Generic or Name Brand?
For the career path I have chosen, I believe it is beneficial to be more specialized rather than generic. “In general, job applicants have to be reasonably competent at a range of genres.” (Gershon 1138). When it comes to listing my skills and work history these experiences need to be relevant in some way to the company I am applying. I expect this will come with some difficulty because currently I have only had one internship that directly relates to my career path. I have had many jobs in the past and I learned very valuable skills, but the hard part is predicting if these skills are just as valuable to potential employers. “Skills that you use to accomplish a task in one type of job may not easily be interpreted by those hiring as relevant for another context, even if they seem like the same skills to you.” (Gershon 1303). For example, as I was revising my resume I debated whether I should remove my experience working in a fast food restaurant because it’s not relevant to my future career plans, as according to Gershon, “These days, applicants are strongly encouraged only to put down the jobs that are relevant for the potential employer — not every job in someone’s past should be listed.” (Gershon 1196). The readings for this week helped me realize the importance of being flexible when applying for jobs. Each resume you submit should be tailored to that specific position and the skills you already have can be reworded to fit the position.
“Figuring out what makes you distinctive is an act of interpretation.” (Gershon 1064).

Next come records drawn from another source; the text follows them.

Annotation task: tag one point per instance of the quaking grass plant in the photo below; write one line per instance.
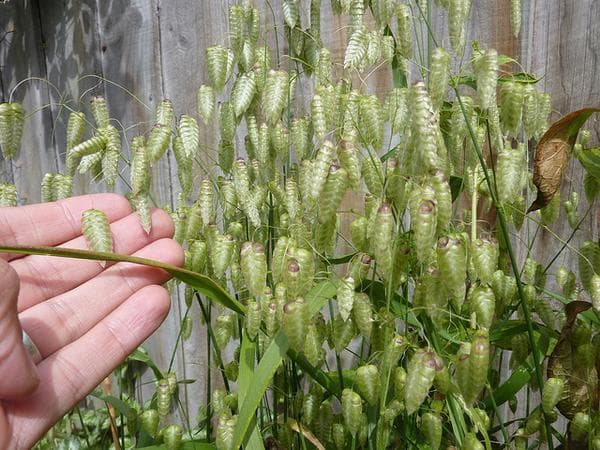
(390, 332)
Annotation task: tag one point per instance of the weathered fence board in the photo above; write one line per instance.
(155, 49)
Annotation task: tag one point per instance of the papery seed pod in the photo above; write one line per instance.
(367, 383)
(381, 239)
(163, 398)
(515, 16)
(431, 427)
(8, 195)
(580, 426)
(318, 116)
(172, 436)
(470, 442)
(511, 106)
(295, 323)
(224, 433)
(356, 50)
(485, 68)
(150, 420)
(96, 229)
(345, 297)
(219, 63)
(362, 314)
(223, 330)
(479, 357)
(338, 434)
(275, 95)
(243, 93)
(439, 76)
(206, 103)
(482, 302)
(253, 262)
(404, 39)
(452, 260)
(157, 143)
(351, 410)
(333, 192)
(419, 379)
(399, 379)
(343, 332)
(424, 223)
(552, 393)
(484, 257)
(100, 111)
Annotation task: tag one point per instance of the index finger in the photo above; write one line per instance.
(51, 224)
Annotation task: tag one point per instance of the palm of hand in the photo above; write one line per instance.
(84, 320)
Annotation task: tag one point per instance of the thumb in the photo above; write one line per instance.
(19, 374)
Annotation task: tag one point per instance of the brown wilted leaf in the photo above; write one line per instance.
(552, 155)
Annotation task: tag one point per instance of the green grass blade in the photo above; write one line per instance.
(261, 379)
(201, 283)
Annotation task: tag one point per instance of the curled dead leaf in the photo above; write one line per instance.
(552, 155)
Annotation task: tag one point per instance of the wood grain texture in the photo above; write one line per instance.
(155, 49)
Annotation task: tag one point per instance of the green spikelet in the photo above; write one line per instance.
(150, 420)
(163, 398)
(552, 393)
(206, 103)
(381, 239)
(224, 433)
(439, 76)
(220, 251)
(482, 302)
(96, 230)
(356, 50)
(320, 169)
(485, 68)
(362, 314)
(478, 365)
(275, 95)
(253, 262)
(333, 192)
(484, 257)
(420, 373)
(295, 323)
(345, 297)
(399, 379)
(8, 195)
(351, 410)
(431, 427)
(515, 16)
(367, 383)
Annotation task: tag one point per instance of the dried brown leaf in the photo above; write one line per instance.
(552, 155)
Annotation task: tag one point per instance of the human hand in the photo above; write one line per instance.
(84, 320)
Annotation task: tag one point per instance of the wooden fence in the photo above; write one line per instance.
(139, 52)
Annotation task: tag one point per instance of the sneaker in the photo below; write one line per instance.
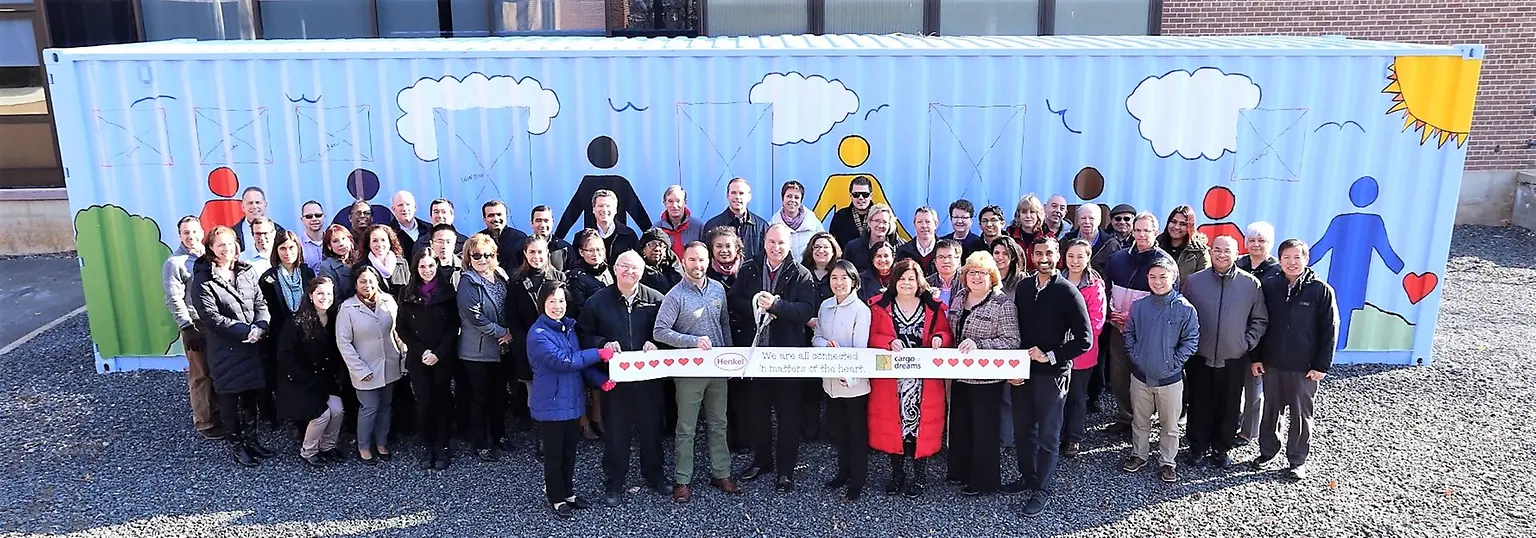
(1132, 464)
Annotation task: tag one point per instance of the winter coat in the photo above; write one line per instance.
(369, 342)
(1161, 335)
(483, 317)
(885, 405)
(1232, 314)
(1303, 323)
(558, 366)
(307, 368)
(991, 323)
(228, 309)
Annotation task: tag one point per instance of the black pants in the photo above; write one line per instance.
(559, 458)
(1074, 418)
(848, 425)
(1214, 398)
(486, 403)
(1037, 428)
(432, 389)
(782, 398)
(633, 411)
(976, 452)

Another difficult hurdle to overcome is making your application stand out from the rest without going too far. I feel like I have a lot of the hard skills that are required of those in my perspective field and I have the experience to back it up. To accentuate on my strengths in my resume I put the skills I am most confident in at the top and I included a link to my Linkedin profile where I have added projects that showcase the work I did at my internships.
Gershon, Ilana. Down and Out in the New Economy: How People Find (or Don’t Find) Work Today. The University of Chicago Press, 2017.